ThermoFisher (Molecular Probes)

Product Name:

XTT (2,3-Bis-(2-Methoxy-4-Nitro-5-Sulfophenyl)-2H-Tetrazolium-5-Carboxanilide)

Catalog Number:

X6493

To quantify fungal killing in vitro by leukocyte population you could use CFU, but for fungi that become hyphal like Candida albicans, plating for CFU can be inaccurate because of the biofilms formed in culture. I and others have used the XTT assay to quantify the amount of living C. albicans cells. Here I show a titration curve of C. albicans cells in a 96-well plate format. The XTT assay is an easier and effective way to track the survival of C. abicans in vitro. See Nett et al. 2011, doi: 10.1128/JCM.02273-10 for protocol reference.

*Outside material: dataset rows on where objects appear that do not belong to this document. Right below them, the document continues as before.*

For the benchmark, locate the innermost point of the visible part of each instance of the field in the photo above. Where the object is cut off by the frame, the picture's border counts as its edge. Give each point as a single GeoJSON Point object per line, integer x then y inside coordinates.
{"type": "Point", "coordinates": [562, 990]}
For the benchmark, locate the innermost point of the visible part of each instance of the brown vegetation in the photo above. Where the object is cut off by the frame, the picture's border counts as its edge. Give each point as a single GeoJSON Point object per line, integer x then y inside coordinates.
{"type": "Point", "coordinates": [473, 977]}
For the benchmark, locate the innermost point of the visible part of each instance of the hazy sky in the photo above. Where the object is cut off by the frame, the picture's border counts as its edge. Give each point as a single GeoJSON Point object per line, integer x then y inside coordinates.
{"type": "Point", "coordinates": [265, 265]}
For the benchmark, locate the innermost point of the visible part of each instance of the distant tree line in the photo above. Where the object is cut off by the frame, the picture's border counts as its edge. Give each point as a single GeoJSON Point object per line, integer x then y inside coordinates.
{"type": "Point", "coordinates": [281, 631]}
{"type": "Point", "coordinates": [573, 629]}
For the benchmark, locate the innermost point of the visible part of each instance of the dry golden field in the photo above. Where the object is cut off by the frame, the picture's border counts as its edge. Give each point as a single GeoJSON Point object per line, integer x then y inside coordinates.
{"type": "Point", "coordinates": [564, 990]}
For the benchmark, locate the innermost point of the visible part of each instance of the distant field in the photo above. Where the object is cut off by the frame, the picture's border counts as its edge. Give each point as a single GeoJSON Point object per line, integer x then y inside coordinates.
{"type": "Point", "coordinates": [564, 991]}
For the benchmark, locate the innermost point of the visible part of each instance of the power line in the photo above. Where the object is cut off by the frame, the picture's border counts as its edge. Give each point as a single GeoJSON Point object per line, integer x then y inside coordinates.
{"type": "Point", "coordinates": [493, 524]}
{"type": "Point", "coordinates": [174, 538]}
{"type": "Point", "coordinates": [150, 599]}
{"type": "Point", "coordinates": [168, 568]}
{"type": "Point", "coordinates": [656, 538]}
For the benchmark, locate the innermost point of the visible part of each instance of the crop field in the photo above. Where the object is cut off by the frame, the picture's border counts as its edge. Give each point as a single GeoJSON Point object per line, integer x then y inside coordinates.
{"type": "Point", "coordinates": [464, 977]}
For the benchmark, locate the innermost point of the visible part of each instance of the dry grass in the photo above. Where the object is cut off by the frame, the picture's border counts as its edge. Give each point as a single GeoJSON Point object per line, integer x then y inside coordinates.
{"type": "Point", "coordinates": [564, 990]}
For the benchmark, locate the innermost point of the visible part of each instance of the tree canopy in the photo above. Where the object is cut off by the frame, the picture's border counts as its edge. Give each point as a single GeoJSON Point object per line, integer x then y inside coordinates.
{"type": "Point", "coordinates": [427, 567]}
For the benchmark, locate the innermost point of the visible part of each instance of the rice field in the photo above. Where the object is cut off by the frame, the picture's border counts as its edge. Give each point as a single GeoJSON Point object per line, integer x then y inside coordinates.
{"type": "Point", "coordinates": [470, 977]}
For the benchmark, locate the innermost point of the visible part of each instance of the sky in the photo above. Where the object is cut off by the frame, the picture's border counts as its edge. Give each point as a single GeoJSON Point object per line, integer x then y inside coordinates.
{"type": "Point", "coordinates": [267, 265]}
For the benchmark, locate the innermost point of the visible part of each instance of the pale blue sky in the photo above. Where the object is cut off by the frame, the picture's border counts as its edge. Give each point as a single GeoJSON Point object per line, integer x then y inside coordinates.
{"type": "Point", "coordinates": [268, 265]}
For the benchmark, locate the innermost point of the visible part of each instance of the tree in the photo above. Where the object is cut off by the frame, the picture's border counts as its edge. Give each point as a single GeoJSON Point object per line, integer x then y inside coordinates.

Experimental Design and Results Summary

Application

In vitro viability assay (colorimetric)

Starting Material

Candida albicans cells (fungus)

Protocol Overview

Candida albicans strain 5314 was grown overnight at 30C in YPD (yeast extract, peptone, dextrose) medium with orbital shaking. Yeast were moved to RPMI+2% FCS to mimic killing assays with neutrophils (see Xu et al. 2016, http://www.ncbi.nlm.nih.gov/pubmed/27653689) and incubated at 37C. RPMI was washed from wells and wells were filled with 90 μl of XTT reagent (1 mg/ml XTT, 2% glucose in PBS) and 10 μl of 0.32 mg/ml phenazine methosulfate (also ThermoFisher) followed by a 30 minute incubation at 37° C before reading the absorbance at 450nm with a 96-well plate reader.

Tips

Data shown is an optimization step suggested before running a killing assay.

Results Summary

The XTT assay shows a linear increase in color change detected by absorbance as the number of C. albicans cells increases.

Additional Notes

None

Image Gallery

Summary

The Good

Much easier and faster than tracking CFU, especially for Candida

The Bad

Requires optimization for any type of fungal killing assay

The Bottom Line

The XTT assay is probably the best assay tested for tracking killing of Candida albicans by immune cells in vitro.